# Model 3: Random Search Cross Validation
In this notebook, we will be using the refined data from Model 2 and our insights gained from our regression function to fine-tune our hyperparameters.

In [1]:
# Import pandas/numpy
import pandas as pd
import numpy as np

# Import our modeling.py module
from src.modules.modeling import *

# Import warnings
import warnings


In [2]:
# Set ignore for warnings
warnings.filterwarnings('ignore')

In [3]:
# Import our saved X and y data from Model 2
X_train_M3 = pd.read_csv('data/X_train_M2.csv')
X_test_M3 = pd.read_csv('data/X_test_M2.csv')
y_train_M3 = pd.read_csv('data/y_train_M2.csv')
y_test_M3 = pd.read_csv('data/y_test_M2.csv')

In [4]:
X_train_M3.columns

Index(['crs_dep_time', 'crs_arr_time', 'crs_elapsed_time', 'flights',
       'distance', 'orig_weather_categ', 'dest_weather_categ', 'year', 'month',
       'day', 'dep_time_of_day', 'arr_time_of_day', 'orig_region',
       'dest_region', 'mean_arr_delay_orig_airport',
       'mean_arr_delay_dest_airport', 'mean_arr_delay_carrier'],
      dtype='object')

In [5]:
X_test_M3.columns

Index(['crs_dep_time', 'crs_arr_time', 'crs_elapsed_time', 'flights',
       'distance', 'orig_weather_categ', 'dest_weather_categ', 'year', 'month',
       'day', 'dep_time_of_day', 'arr_time_of_day', 'orig_region',
       'dest_region', 'mean_arr_delay_orig_airport',
       'mean_arr_delay_dest_airport', 'mean_arr_delay_carrier'],
      dtype='object')

Before running our Random Search, we are going to define some models and parameter ranges for the function


### Linear Regression

In [6]:
lr_model = LinearRegression()

In [115]:
lr_parameters = {'fit_intercept' : [True, False],
                 'normalize' : [True, False]
                 }

In [119]:
random_search(X_train_M3, X_test_M3, y_train_M3, y_test_M3, lr_model, lr_parameters, scale=False)

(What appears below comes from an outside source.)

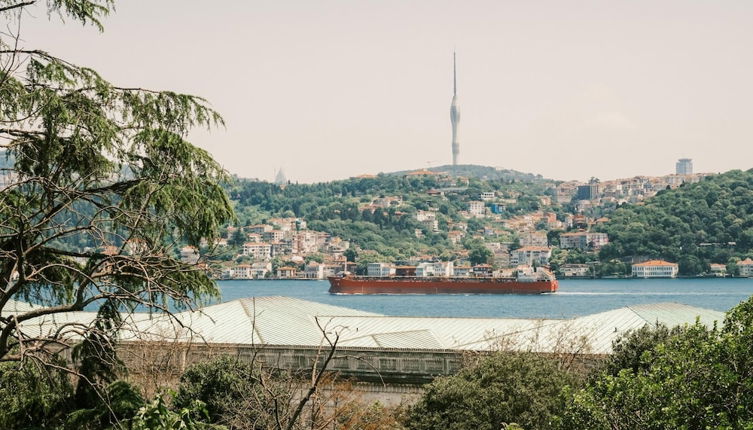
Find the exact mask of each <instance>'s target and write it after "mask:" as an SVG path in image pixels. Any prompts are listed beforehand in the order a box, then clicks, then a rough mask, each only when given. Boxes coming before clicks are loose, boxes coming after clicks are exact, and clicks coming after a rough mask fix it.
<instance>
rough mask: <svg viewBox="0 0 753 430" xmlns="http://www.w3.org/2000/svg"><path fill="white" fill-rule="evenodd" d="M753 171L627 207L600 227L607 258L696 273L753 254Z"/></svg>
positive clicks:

 Results from Random Search 

 The best estimator across ALL searched params:
 LinearRegression(fit_intercept=False, normalize=True)

 The best score across ALL searched params:
 0.057461315283664605

 The best parameters across ALL searched params:
 {'normalize': True, 'fit_intercept': False}


#### BEST Results from Random Search
 The best estimator across ALL searched params:
 LinearRegression(fit_intercept=False, normalize=True)
<br>
<br>
 The best score across ALL searched params:
 0.057461315283664605
<br>
<br>
 The best parameters across ALL searched params:
 {'normalize': True, 'fit_intercept': False}

### Random Forest

In [8]:
rf_model = RandomForestRegressor()

In [113]:
rf_parameters = {'n_estimators' : np.arange(700, 800, 25),
                 'max_depth' : np.arange(5,9),
                 'max_features' : ['auto', 'sqrt', 'log2', '0.2'],
                 'min_samples_leaf' : np.arange(1,5),
                 'min_samples_split' : np.arange(2,10),
                 'bootstrap' : [True, False]
               }

In [114]:
random_search(X_train_M3, X_test_M3, y_train_M3, y_test_M3, rf_model, rf_parameters)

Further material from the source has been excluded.